In 1997 he famously clashed with Khomeini's successor, Ayatollah Ali Khamenei, whom he outranked in the religious hierarchy, after questioning the powers of the Supreme Leader.
This led to the closure of Montazeri's religious school and an attack on his office in Qom. He was placed under house arrest for six years.
After his detention, state-run media began referring to him as a "simple-minded" cleric, references to him in schoolbooks were erased and streets named after him were renamed, but he remained defiant.

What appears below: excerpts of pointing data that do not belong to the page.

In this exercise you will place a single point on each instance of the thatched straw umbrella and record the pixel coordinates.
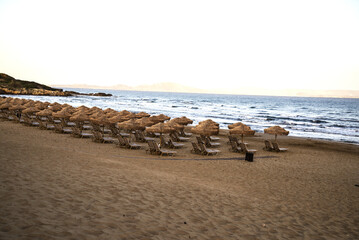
(44, 113)
(159, 118)
(116, 119)
(142, 115)
(205, 129)
(5, 106)
(243, 130)
(124, 112)
(182, 120)
(17, 107)
(129, 125)
(173, 123)
(101, 120)
(144, 122)
(209, 122)
(80, 118)
(64, 114)
(55, 108)
(160, 128)
(31, 110)
(276, 130)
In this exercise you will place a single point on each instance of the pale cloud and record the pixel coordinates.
(207, 44)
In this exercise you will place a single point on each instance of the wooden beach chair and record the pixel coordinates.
(235, 147)
(268, 146)
(77, 132)
(196, 149)
(173, 144)
(245, 149)
(182, 133)
(155, 149)
(174, 136)
(60, 129)
(125, 143)
(140, 137)
(211, 138)
(210, 144)
(277, 148)
(98, 137)
(206, 151)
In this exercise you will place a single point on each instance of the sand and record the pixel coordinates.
(55, 186)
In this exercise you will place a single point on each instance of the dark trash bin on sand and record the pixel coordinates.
(249, 157)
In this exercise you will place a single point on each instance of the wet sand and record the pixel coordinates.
(55, 186)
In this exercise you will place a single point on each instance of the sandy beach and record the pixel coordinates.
(55, 186)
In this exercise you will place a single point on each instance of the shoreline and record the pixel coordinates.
(57, 186)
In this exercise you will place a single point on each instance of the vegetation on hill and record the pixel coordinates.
(10, 85)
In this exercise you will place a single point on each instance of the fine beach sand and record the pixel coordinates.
(54, 186)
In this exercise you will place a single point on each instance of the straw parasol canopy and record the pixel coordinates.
(142, 115)
(129, 125)
(5, 106)
(44, 113)
(81, 117)
(124, 112)
(31, 110)
(62, 114)
(160, 128)
(17, 107)
(116, 119)
(144, 122)
(209, 121)
(159, 118)
(182, 120)
(231, 126)
(243, 130)
(102, 120)
(276, 130)
(175, 124)
(206, 128)
(55, 107)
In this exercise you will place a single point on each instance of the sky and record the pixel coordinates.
(207, 44)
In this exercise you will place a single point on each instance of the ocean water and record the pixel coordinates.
(319, 118)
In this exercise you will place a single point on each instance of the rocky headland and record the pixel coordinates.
(10, 85)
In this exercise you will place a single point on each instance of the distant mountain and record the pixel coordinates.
(11, 83)
(175, 87)
(158, 87)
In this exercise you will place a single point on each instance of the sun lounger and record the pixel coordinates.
(77, 132)
(211, 138)
(206, 151)
(98, 137)
(268, 146)
(174, 136)
(155, 149)
(245, 149)
(59, 129)
(182, 133)
(277, 148)
(235, 147)
(196, 148)
(125, 142)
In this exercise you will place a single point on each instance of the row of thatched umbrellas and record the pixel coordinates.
(125, 119)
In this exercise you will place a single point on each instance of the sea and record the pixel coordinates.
(335, 119)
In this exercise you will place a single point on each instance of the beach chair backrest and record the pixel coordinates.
(202, 147)
(275, 146)
(199, 140)
(243, 147)
(234, 146)
(121, 140)
(268, 145)
(196, 148)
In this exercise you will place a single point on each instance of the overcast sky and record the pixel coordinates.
(207, 44)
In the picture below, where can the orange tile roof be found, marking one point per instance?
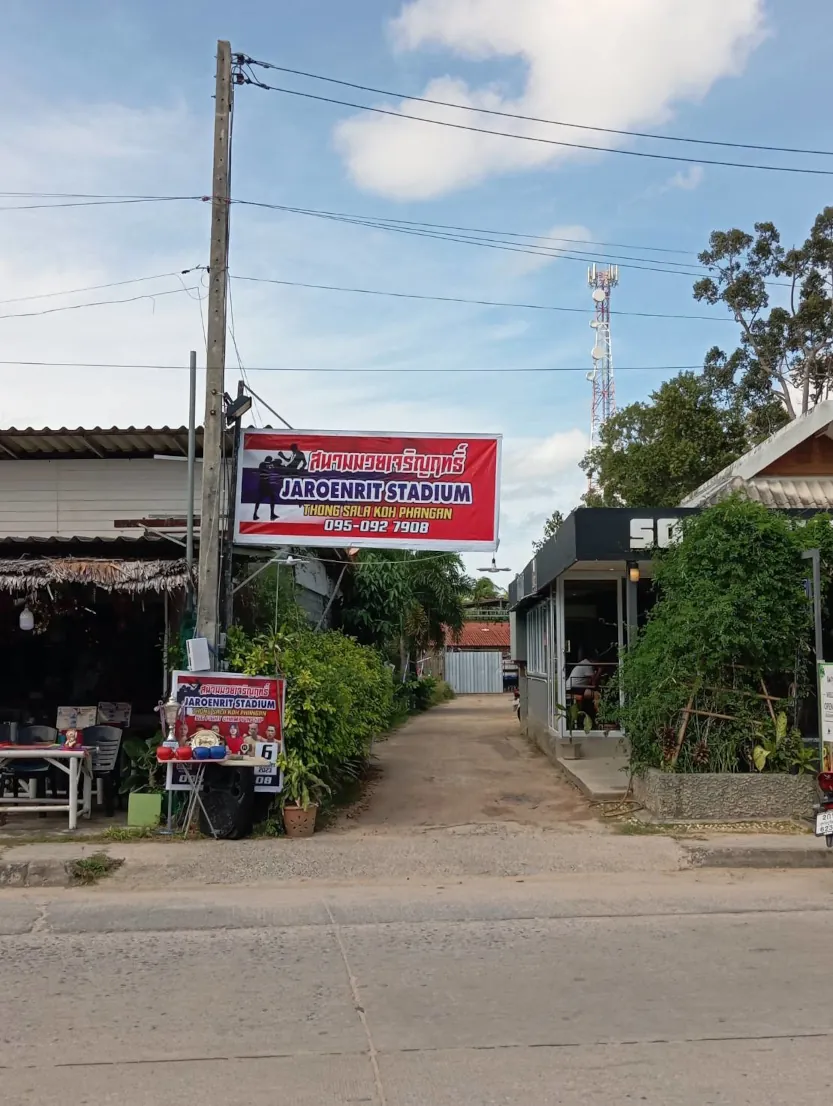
(483, 635)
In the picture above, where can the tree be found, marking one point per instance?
(785, 352)
(654, 454)
(730, 619)
(551, 528)
(401, 602)
(483, 588)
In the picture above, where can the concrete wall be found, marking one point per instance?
(85, 498)
(724, 796)
(538, 716)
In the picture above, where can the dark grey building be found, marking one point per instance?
(573, 608)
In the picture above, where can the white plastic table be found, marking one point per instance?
(195, 770)
(73, 762)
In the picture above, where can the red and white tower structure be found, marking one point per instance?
(602, 280)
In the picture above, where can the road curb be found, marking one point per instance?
(737, 856)
(34, 874)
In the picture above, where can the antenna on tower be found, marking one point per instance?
(603, 405)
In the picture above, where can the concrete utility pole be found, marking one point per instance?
(208, 593)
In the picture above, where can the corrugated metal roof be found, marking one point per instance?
(19, 444)
(810, 492)
(818, 420)
(486, 635)
(782, 491)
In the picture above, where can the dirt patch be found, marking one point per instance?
(464, 763)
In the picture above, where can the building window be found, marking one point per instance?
(537, 654)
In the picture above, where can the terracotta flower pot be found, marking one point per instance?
(299, 822)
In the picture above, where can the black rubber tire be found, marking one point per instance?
(228, 795)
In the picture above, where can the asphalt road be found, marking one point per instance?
(678, 989)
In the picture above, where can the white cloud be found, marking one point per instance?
(540, 476)
(687, 179)
(611, 63)
(72, 248)
(563, 238)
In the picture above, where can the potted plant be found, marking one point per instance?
(302, 788)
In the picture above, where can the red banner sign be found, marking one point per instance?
(384, 491)
(239, 709)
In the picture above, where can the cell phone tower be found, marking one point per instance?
(602, 280)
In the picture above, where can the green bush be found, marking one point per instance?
(415, 694)
(731, 614)
(340, 695)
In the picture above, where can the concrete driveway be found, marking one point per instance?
(466, 763)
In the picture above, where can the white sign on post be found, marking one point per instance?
(825, 712)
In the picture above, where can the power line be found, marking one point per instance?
(243, 60)
(528, 248)
(443, 226)
(538, 138)
(115, 198)
(102, 196)
(97, 288)
(458, 299)
(96, 202)
(97, 303)
(376, 368)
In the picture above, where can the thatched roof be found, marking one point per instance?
(31, 574)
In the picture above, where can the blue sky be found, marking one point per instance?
(116, 97)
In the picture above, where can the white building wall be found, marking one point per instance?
(84, 498)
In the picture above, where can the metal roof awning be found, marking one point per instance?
(125, 442)
(25, 575)
(780, 492)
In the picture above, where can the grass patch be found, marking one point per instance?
(129, 833)
(90, 869)
(634, 827)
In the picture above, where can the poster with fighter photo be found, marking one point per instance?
(245, 711)
(433, 491)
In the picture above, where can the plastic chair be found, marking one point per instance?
(37, 770)
(105, 742)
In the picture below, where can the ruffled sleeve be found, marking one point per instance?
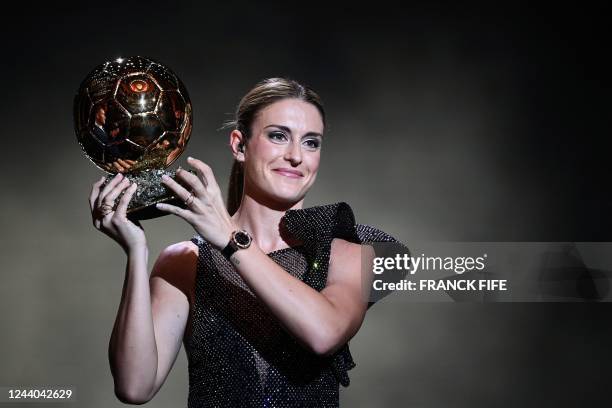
(316, 227)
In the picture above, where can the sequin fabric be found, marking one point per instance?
(238, 353)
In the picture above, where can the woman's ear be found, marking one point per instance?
(237, 145)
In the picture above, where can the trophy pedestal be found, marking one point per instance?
(150, 191)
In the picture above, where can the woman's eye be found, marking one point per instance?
(277, 136)
(312, 143)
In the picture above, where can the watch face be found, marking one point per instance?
(242, 239)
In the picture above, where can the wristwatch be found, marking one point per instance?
(239, 239)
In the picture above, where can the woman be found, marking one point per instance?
(267, 295)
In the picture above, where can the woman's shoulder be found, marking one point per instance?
(178, 259)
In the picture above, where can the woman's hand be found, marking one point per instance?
(115, 224)
(205, 210)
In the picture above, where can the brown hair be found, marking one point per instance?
(261, 95)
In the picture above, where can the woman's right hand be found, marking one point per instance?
(115, 224)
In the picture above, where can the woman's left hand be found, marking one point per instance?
(205, 211)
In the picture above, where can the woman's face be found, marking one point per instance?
(282, 156)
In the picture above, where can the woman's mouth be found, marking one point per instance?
(289, 172)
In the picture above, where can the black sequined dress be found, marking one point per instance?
(238, 353)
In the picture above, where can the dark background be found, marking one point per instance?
(461, 123)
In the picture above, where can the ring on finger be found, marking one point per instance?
(104, 210)
(189, 199)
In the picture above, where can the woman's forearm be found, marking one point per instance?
(307, 314)
(132, 347)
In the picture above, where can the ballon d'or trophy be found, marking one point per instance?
(133, 116)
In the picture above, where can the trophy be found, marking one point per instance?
(133, 116)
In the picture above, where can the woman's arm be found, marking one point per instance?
(150, 322)
(322, 321)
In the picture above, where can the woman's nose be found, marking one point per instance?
(293, 153)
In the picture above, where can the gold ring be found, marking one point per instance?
(189, 199)
(104, 210)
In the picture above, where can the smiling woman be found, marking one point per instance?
(267, 294)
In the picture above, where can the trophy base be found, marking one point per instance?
(149, 192)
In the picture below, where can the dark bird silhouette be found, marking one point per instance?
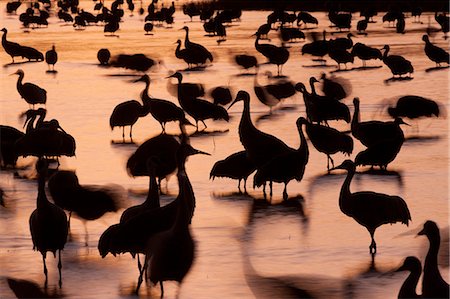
(342, 42)
(400, 26)
(236, 166)
(408, 288)
(199, 51)
(365, 53)
(341, 56)
(246, 61)
(435, 53)
(88, 202)
(221, 95)
(162, 110)
(334, 87)
(189, 56)
(127, 114)
(103, 56)
(322, 108)
(112, 25)
(199, 109)
(51, 57)
(11, 7)
(274, 54)
(13, 49)
(163, 147)
(412, 107)
(264, 30)
(148, 27)
(285, 167)
(8, 138)
(372, 132)
(261, 147)
(30, 92)
(380, 154)
(318, 48)
(370, 209)
(46, 139)
(433, 285)
(152, 200)
(306, 18)
(396, 63)
(29, 289)
(48, 223)
(329, 141)
(132, 236)
(340, 20)
(136, 62)
(171, 253)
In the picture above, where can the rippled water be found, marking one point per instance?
(312, 240)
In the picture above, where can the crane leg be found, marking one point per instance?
(285, 195)
(239, 186)
(131, 133)
(162, 289)
(59, 268)
(86, 235)
(373, 245)
(45, 272)
(245, 185)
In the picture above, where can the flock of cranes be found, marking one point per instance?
(162, 232)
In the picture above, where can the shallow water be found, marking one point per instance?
(310, 240)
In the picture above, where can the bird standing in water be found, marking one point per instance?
(30, 92)
(370, 209)
(48, 223)
(51, 57)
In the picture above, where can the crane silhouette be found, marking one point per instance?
(435, 53)
(372, 132)
(48, 223)
(261, 147)
(9, 136)
(13, 49)
(329, 141)
(365, 53)
(30, 92)
(51, 57)
(170, 254)
(152, 200)
(433, 285)
(370, 209)
(408, 288)
(162, 110)
(274, 54)
(285, 167)
(88, 202)
(127, 114)
(396, 63)
(199, 109)
(236, 166)
(199, 52)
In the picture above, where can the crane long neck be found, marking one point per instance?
(408, 288)
(186, 38)
(432, 255)
(246, 121)
(41, 201)
(313, 88)
(19, 81)
(345, 191)
(152, 200)
(303, 148)
(356, 117)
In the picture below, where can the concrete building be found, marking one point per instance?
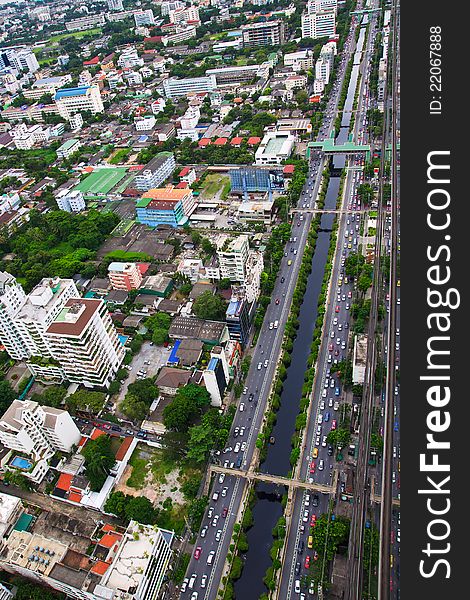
(275, 147)
(299, 61)
(125, 564)
(115, 5)
(233, 257)
(266, 33)
(216, 376)
(231, 75)
(72, 100)
(124, 276)
(83, 338)
(146, 123)
(68, 148)
(174, 88)
(319, 24)
(71, 201)
(12, 298)
(39, 432)
(359, 358)
(88, 22)
(165, 206)
(155, 172)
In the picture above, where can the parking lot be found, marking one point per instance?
(156, 356)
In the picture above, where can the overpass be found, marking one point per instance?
(278, 480)
(329, 148)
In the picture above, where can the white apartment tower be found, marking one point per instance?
(115, 5)
(232, 259)
(69, 101)
(83, 338)
(12, 298)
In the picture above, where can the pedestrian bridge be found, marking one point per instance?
(277, 479)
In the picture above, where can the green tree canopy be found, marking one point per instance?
(209, 307)
(99, 460)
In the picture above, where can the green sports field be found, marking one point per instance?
(100, 182)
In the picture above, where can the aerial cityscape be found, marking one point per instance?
(199, 300)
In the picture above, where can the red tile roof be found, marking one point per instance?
(109, 539)
(123, 448)
(64, 481)
(96, 433)
(75, 497)
(93, 61)
(100, 567)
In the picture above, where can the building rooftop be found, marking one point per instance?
(74, 317)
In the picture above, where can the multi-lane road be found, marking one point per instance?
(216, 530)
(206, 567)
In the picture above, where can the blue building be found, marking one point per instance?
(237, 318)
(250, 179)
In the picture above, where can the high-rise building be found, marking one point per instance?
(115, 5)
(72, 100)
(12, 298)
(155, 172)
(232, 259)
(124, 276)
(165, 206)
(83, 338)
(144, 17)
(174, 87)
(267, 33)
(39, 432)
(70, 200)
(319, 24)
(21, 59)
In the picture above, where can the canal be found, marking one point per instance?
(268, 508)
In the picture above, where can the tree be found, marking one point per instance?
(188, 404)
(116, 504)
(7, 395)
(140, 509)
(134, 408)
(99, 460)
(51, 396)
(86, 401)
(209, 307)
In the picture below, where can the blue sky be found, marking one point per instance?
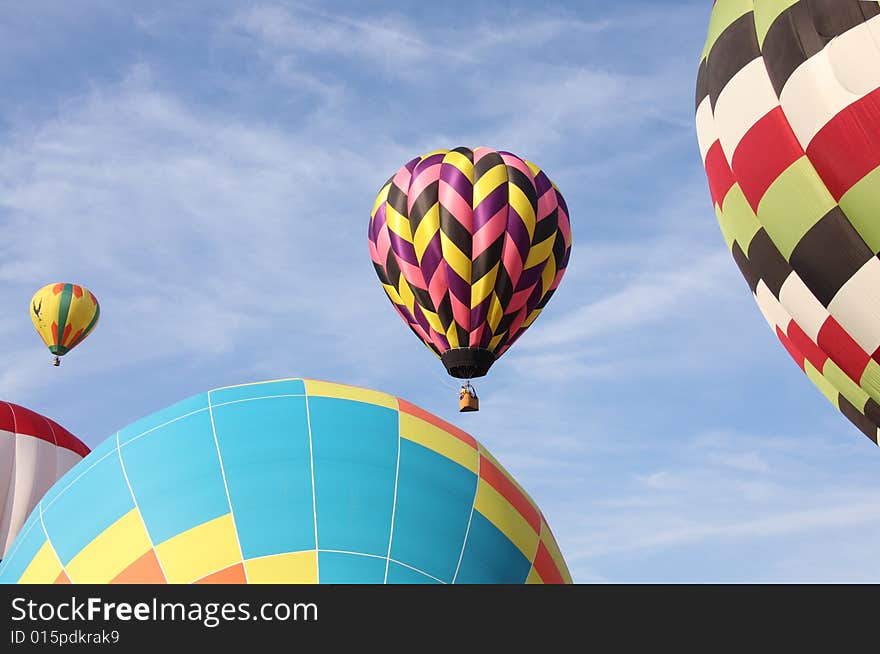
(209, 169)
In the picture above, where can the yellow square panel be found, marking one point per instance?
(44, 568)
(342, 391)
(534, 577)
(290, 568)
(111, 552)
(199, 551)
(442, 442)
(497, 510)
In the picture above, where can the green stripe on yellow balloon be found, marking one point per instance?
(63, 311)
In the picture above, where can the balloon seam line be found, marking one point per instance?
(140, 513)
(394, 503)
(314, 497)
(226, 488)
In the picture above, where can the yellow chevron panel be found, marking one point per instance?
(289, 568)
(111, 552)
(197, 552)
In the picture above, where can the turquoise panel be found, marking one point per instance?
(434, 500)
(107, 448)
(490, 558)
(104, 495)
(251, 391)
(355, 449)
(400, 574)
(176, 478)
(26, 545)
(265, 450)
(154, 420)
(339, 568)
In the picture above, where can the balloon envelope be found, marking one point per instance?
(288, 481)
(34, 453)
(788, 123)
(64, 315)
(469, 246)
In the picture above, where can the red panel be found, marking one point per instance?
(719, 173)
(502, 483)
(145, 570)
(848, 147)
(7, 422)
(67, 440)
(766, 150)
(845, 352)
(31, 423)
(20, 420)
(808, 349)
(234, 574)
(421, 414)
(546, 566)
(792, 350)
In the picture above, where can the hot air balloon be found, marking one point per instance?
(289, 481)
(34, 453)
(469, 246)
(788, 123)
(64, 315)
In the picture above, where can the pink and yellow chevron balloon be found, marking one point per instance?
(469, 246)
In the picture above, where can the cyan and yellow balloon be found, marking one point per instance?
(64, 315)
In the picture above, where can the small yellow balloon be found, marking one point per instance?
(63, 315)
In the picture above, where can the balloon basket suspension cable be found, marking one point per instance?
(467, 398)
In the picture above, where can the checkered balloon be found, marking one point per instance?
(788, 123)
(469, 246)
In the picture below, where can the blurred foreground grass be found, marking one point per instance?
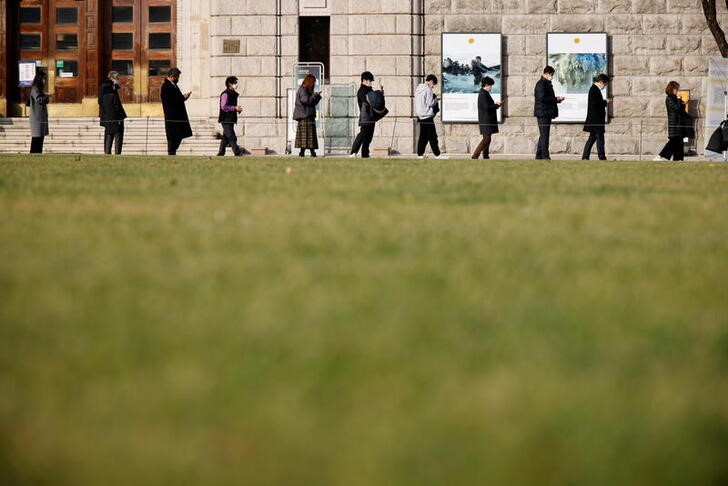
(207, 321)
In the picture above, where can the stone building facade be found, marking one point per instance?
(651, 42)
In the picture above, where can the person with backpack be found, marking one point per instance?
(305, 114)
(38, 112)
(367, 116)
(111, 113)
(426, 107)
(228, 117)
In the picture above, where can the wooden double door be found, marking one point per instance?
(79, 41)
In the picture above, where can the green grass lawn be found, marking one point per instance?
(384, 322)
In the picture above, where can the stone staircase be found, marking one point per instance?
(85, 136)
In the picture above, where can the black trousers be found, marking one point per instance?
(363, 139)
(674, 148)
(598, 137)
(483, 147)
(36, 145)
(544, 135)
(229, 138)
(115, 138)
(172, 145)
(428, 134)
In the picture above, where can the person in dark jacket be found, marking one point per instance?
(228, 117)
(545, 109)
(366, 117)
(596, 116)
(176, 122)
(38, 112)
(304, 113)
(111, 113)
(487, 117)
(675, 116)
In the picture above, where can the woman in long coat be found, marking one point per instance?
(38, 115)
(304, 113)
(596, 116)
(675, 116)
(176, 122)
(487, 117)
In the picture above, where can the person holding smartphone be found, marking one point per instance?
(176, 122)
(38, 116)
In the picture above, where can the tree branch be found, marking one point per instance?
(712, 20)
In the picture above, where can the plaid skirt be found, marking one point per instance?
(306, 135)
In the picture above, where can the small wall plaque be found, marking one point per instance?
(231, 46)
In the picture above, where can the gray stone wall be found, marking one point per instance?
(652, 42)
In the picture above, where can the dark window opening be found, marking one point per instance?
(313, 41)
(124, 67)
(123, 42)
(160, 41)
(160, 14)
(29, 42)
(66, 15)
(29, 15)
(122, 15)
(67, 69)
(66, 42)
(159, 68)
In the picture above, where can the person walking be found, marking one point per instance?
(675, 121)
(38, 112)
(176, 122)
(487, 117)
(366, 117)
(426, 107)
(545, 109)
(304, 113)
(111, 113)
(228, 117)
(596, 118)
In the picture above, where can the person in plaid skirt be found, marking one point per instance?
(304, 113)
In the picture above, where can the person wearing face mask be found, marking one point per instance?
(111, 113)
(176, 122)
(545, 109)
(596, 116)
(228, 117)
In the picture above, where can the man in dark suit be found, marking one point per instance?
(596, 116)
(176, 122)
(545, 109)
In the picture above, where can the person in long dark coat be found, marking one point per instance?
(304, 113)
(675, 116)
(487, 117)
(38, 113)
(176, 122)
(545, 109)
(111, 113)
(596, 115)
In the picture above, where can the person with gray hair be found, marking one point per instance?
(111, 113)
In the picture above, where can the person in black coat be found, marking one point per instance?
(675, 120)
(487, 117)
(545, 109)
(111, 113)
(596, 116)
(228, 117)
(366, 117)
(176, 122)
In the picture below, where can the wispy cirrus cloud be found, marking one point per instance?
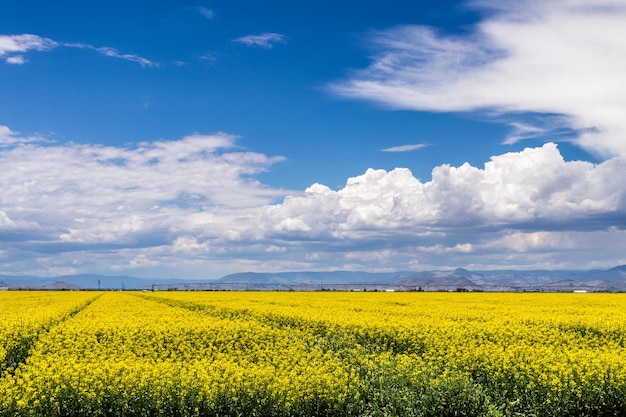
(557, 58)
(205, 12)
(193, 207)
(264, 40)
(114, 53)
(405, 148)
(13, 48)
(9, 137)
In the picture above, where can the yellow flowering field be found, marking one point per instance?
(314, 354)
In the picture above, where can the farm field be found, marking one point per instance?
(311, 354)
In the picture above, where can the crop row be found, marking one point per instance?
(322, 354)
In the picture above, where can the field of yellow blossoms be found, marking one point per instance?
(311, 354)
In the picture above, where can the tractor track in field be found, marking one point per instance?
(18, 352)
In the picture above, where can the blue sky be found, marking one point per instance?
(194, 139)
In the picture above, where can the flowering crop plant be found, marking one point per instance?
(311, 354)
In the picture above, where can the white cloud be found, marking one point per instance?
(557, 57)
(534, 188)
(192, 207)
(114, 53)
(405, 148)
(14, 46)
(9, 137)
(264, 40)
(205, 11)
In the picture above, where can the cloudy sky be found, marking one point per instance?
(193, 139)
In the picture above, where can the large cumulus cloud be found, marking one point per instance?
(192, 207)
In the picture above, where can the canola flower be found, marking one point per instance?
(23, 315)
(326, 354)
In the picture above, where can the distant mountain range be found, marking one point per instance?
(613, 279)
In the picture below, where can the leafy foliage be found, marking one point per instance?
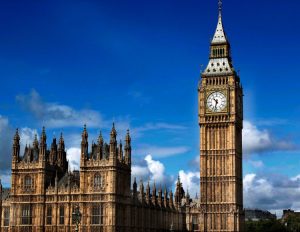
(265, 226)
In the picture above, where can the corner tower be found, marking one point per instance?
(221, 122)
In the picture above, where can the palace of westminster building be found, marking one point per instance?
(44, 193)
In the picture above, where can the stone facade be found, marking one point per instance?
(44, 193)
(221, 123)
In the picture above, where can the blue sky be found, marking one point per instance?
(66, 63)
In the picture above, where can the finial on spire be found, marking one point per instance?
(220, 7)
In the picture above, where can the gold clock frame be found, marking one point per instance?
(226, 94)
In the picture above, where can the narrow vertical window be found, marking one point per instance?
(28, 183)
(61, 215)
(6, 216)
(49, 215)
(97, 215)
(98, 181)
(26, 215)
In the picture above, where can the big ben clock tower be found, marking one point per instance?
(221, 123)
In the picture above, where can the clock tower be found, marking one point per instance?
(221, 123)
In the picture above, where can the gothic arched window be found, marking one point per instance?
(97, 215)
(98, 181)
(28, 183)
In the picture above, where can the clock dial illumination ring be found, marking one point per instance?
(216, 102)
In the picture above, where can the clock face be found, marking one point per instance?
(216, 102)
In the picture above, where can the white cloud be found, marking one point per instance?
(153, 171)
(160, 152)
(73, 156)
(260, 141)
(156, 169)
(190, 181)
(6, 139)
(26, 137)
(256, 163)
(55, 115)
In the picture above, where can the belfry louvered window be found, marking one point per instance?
(6, 216)
(98, 181)
(49, 215)
(28, 183)
(61, 215)
(26, 215)
(97, 215)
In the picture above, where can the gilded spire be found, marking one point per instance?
(84, 133)
(220, 7)
(43, 136)
(17, 137)
(61, 141)
(100, 139)
(35, 141)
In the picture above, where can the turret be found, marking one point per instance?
(43, 146)
(166, 197)
(53, 152)
(113, 143)
(128, 148)
(134, 190)
(142, 192)
(35, 147)
(84, 144)
(179, 194)
(100, 147)
(171, 203)
(16, 147)
(153, 198)
(61, 151)
(120, 152)
(160, 200)
(187, 197)
(148, 193)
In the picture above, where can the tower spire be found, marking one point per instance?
(220, 7)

Born into a provincial family and educated at a seminary, Hoseyn Ali Montazeri came to prominence as one of the early backers of Khomeini.
Tortured
Prior to the overthrow of the Iranian monarchy, he organised public protests in support of Khomeini, following the latter's arrest.
As a result he was repeatedly detained himself and tortured in jail.
While Khomeini was in exile in Iraq, Montazeri was nominated as his representative in Iran, and after the revolution, he was designated as successor.
But he was marginalised after questioning decisions taken by the Supreme Leader and calling for a transparent assessment of the revolution's failures.
In his opposition to President Ahmadinejad, he became an unlikely inspiration for Iranian reformists.
Despite his old age and failing health, Hoseyn Ali Montazeri backed the opposition's claims that the 2009 election result, which gave President Ahmadinejad a landslide victory, had been widely rigged.
The cleric had often said his opinions were guided by his "sense of religious duty".